LUCAS ET KIRYLL. Cérémonies secrètes dans la villa Ada. (3)
Lucas et Nicholas, enfants malades, ont suivi l'italien Stefano pour échapper à la mort. Les voici dans une étrange villa, dans le nord de l'Italie, où ils subissent une étrange initiation...
L'eau emplit de nouveau le hublot et cette fois, elle prit des couleurs abyssales. Il y vit passer avec étonnement des poissons très anciens aux formes inconnues et s'étonna du bleu sombre qui s'écartait parfois du noir d'encre pour qu'il puisse les apercevoir. Comme pour sa première vision, tout était très silencieux mais cette fois le mystère et l'oppression étaient plus fortes. Il lui sembla que les eaux mettaient beaucoup de temps à disparaître de son champ de vision pour céder la place à une estrade grise. A y bien regarder, il s'agissait plutôt d'un podium sur lequel on se donnait à voir... Cette fois, il n'y avait pas d’ambiguïté. Le jeune homme qui apparaissait était son père. Il avait une vingtaine d'années, des traits doux et agréables sans être beaux et un regard plein de rêves. Ce qu'il était vraiment, il le cachait. Le lycée puis la faculté de lettres lui avaient appris à ne pas paraître trop sensible. Lucas le découvrait rieur mais timide au fond. Il le regardait étudier, courir le dimanche matin, sourire à son amoureuse lors d'une belle excursion dans un château de Touraine. Il avait l'air fort alors mais il cachait ses doutes et l'incurable romantisme de son regard sur la vie.
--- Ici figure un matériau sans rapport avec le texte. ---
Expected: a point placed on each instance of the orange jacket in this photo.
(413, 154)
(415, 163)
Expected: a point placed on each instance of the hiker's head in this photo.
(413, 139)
On voulait que tout soit parfait mais rien ne le serait...
Ému, Lucas se rendait compte que l'envie d'avoir un fils était apparu très tôt chez ce jeune homme qu'il n'avait jamais vu ainsi. Le podium écarté, les eaux revenaient. Elles étaient clémentes cette fois et le nageur qui s'y ébattait rêvait d'un enfant de la mer. Il le trouverait en nageant ce petit être aussi adroit dans la mer qu'un dauphin et il l'adopterait. Du reste, Lucas constatait que Vincent ne rêvait pas en vain. Bientôt, il ne nageait pas seul, un enfant-poisson l'accompagnaient. Sous l'eau, ils respiraient sans difficulté et faisaient preuve d'une adresse incompréhensible. Les traits de son père, bien reconnaissables, étaient épurés et embellis par l'effort et la joie. Quant aux siens, Lucas, qui se voyait non tel qu'il était à cet instant mais tel qu'il aurait dû être si la maladie ne l'avait pas rongé, les trouvait pleins et beaux. Père et fils comme des créatures de la mer, bravant les vagues, parcourant les eaux peu profondes comme les hauts fonds ! Que c'était étonnant !
Lucas eut de la peine quand les images de cette belle entente père-fils s'estompèrent. Il ne resta bientôt plus que les eaux sombres de départ dans le hublot puis une substance crémeuse et glacée, lors que le volet d'obturation descendit.
Abasourdi, le jeune garçon resta un moment en silence et dut prendre sur lui pour retourner vers la table. Il n'eut pas besoin de visualiser la statue de femme car elle était déjà là. Elle était en colère, son visage crispé dévoilant des joues rougies et un regard très noir. Elle fermait les points. Son corps, jadis de bronze, s'humanisait de plus en plus, rejoignant sa tête qui était désormais totalement humaine. Lucas, cependant, gagnait en force car il ne ressentait pas de peur.
-Tu es une déesse primitive. Tu apportes la méchanceté et la souffrance, je le sais. Ne crois pas que tu vas gagner ! Ni sur elle, ni sur lui ni sur moi tu n'as de pouvoir !
Le regard de la femme sauvage ne perdait en rien en agressivité mais le jeune garçon, mu par une force qui le traversait, poursuivait.
Fleuve de lumière, belle éternité, force vive,paix. Paix.
Force du guide intérieur.Joie. Absence de crainte. Force.
Force orgueilleuse. Puissance. Souffle.
Vent. Force. Lumière de la vie. Force de vie.
Et la femme-statue semblait se résigner. Comment atteindre un tel messager ?
Il fallut bien sûr se placer devant le troisième hublot qui s'ouvrait. Il y vit une forêt dense comme on en trouve en Europe et au cœur de celle-ci, il découvrit un de ces temps que construisaient les celtes en déplaçant et entassant d'énormes blocs de pierre.